Taking a quick break for a drink, the audience applauded and received a "thanks" from Mehldau. Taking from Evans with some hints of Brubeck, Mehldau is on his way. He may be ten years on but that decade has been taken up with trio and solo recordings. No matter what setting Mehldau is in, everybody digs Brad Mehldau.
Short intermission. Brown rug added, anticipation built. The Wayne Shorter Quartet took the stage, opening with one song and thirteen to fifteen minutes of controlled improvisation. Sounding very close to Coltrane, Shorter and his quartet with Danilo Perez on piano, John Patitucci on bass and Brian Blade on drums, rolled out ninety minutes of what felt like one song, with Shorter going between tenor and soprano saxophone for brief bursts. Since leaving the influential Weather Report twenty years ago, Shorter has continued to release albums under his own name, notably the release of the live Beyond the Sound Barrier (Verve, 2005). Along with guest appearances Shorter has assembled an excellent quartet.
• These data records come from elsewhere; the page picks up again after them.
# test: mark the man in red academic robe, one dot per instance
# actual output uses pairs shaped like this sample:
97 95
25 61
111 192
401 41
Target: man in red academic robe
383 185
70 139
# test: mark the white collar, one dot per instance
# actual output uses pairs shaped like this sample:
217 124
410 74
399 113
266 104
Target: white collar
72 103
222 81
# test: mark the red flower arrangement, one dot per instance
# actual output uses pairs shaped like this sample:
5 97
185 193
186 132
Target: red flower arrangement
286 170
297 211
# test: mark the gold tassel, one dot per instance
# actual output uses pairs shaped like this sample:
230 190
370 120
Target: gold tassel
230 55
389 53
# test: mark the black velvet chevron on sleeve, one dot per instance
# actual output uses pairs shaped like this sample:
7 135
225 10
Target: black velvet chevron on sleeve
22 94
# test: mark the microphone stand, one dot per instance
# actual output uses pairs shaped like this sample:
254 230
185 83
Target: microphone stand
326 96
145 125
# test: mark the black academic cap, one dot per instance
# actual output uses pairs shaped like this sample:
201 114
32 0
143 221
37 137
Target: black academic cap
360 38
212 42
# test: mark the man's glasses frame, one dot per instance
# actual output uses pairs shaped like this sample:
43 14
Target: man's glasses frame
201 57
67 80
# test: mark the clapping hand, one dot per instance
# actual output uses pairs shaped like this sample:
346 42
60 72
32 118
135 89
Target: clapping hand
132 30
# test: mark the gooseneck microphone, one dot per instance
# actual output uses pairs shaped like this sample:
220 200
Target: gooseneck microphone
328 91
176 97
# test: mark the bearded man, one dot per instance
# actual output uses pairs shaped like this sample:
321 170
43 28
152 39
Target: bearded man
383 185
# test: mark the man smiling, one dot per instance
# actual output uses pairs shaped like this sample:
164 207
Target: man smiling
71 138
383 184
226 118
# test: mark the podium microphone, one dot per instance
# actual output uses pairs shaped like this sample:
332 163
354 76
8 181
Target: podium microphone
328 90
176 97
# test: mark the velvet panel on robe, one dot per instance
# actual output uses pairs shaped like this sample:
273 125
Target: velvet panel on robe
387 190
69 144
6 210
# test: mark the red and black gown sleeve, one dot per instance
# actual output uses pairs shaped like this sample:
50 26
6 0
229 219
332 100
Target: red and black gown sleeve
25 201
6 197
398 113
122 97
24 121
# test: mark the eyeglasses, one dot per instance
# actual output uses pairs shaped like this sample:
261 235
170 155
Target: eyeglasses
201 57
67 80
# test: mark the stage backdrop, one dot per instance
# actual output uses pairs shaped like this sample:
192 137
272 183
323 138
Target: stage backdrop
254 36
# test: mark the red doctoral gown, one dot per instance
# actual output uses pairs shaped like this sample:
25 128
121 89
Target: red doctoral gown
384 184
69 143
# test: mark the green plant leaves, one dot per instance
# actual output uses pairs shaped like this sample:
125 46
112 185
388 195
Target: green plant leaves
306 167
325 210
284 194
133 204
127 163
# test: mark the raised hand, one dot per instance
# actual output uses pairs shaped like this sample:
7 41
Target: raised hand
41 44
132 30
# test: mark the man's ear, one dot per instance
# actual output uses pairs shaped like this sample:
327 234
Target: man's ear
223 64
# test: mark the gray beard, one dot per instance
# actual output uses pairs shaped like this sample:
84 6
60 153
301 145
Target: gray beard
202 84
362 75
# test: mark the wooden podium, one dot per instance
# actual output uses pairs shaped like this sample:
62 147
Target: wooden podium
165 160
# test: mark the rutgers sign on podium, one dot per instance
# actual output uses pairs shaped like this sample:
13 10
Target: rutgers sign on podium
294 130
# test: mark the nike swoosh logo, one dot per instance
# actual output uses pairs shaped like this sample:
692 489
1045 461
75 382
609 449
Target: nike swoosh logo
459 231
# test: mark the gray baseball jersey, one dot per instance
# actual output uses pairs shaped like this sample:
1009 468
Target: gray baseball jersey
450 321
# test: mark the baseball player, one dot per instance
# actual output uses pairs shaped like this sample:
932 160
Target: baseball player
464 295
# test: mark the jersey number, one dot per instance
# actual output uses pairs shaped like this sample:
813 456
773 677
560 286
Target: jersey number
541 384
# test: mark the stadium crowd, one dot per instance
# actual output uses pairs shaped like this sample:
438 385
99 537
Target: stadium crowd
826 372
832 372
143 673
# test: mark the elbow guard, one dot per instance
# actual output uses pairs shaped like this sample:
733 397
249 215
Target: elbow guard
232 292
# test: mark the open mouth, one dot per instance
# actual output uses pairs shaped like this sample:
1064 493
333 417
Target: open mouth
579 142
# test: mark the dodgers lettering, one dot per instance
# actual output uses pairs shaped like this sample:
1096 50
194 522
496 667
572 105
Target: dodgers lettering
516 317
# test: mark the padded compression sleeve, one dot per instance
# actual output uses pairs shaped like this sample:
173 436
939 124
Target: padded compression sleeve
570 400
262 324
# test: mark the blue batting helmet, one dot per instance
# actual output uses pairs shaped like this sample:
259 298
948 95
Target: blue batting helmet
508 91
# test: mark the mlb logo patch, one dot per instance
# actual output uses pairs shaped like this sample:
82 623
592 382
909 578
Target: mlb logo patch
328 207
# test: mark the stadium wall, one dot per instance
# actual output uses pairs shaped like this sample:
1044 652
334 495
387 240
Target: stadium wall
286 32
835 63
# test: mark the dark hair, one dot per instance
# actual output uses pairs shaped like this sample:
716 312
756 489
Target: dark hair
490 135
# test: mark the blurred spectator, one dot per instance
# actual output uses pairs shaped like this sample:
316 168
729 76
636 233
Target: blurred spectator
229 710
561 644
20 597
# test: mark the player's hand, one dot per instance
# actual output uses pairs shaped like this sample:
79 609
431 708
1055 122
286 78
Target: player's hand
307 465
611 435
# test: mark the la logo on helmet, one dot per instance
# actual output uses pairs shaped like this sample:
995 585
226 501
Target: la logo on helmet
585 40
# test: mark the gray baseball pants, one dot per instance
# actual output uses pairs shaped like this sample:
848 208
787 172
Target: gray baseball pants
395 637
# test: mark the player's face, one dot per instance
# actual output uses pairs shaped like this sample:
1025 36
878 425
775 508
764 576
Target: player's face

Brian Blade devastated the drums, Perez played in the background and held it all together, and Patitucci is, well, Patituccino more needs to be said. Ending just after 11:00 PM, the audience applauded and was obviously impressed. They had witnessed a magical night.
Shorter blew his horn and Mehldau painted us a picture, colored paned glass in our eyes, we could not see the stars in the night but for this night, the stars were in the Hall, shining bright.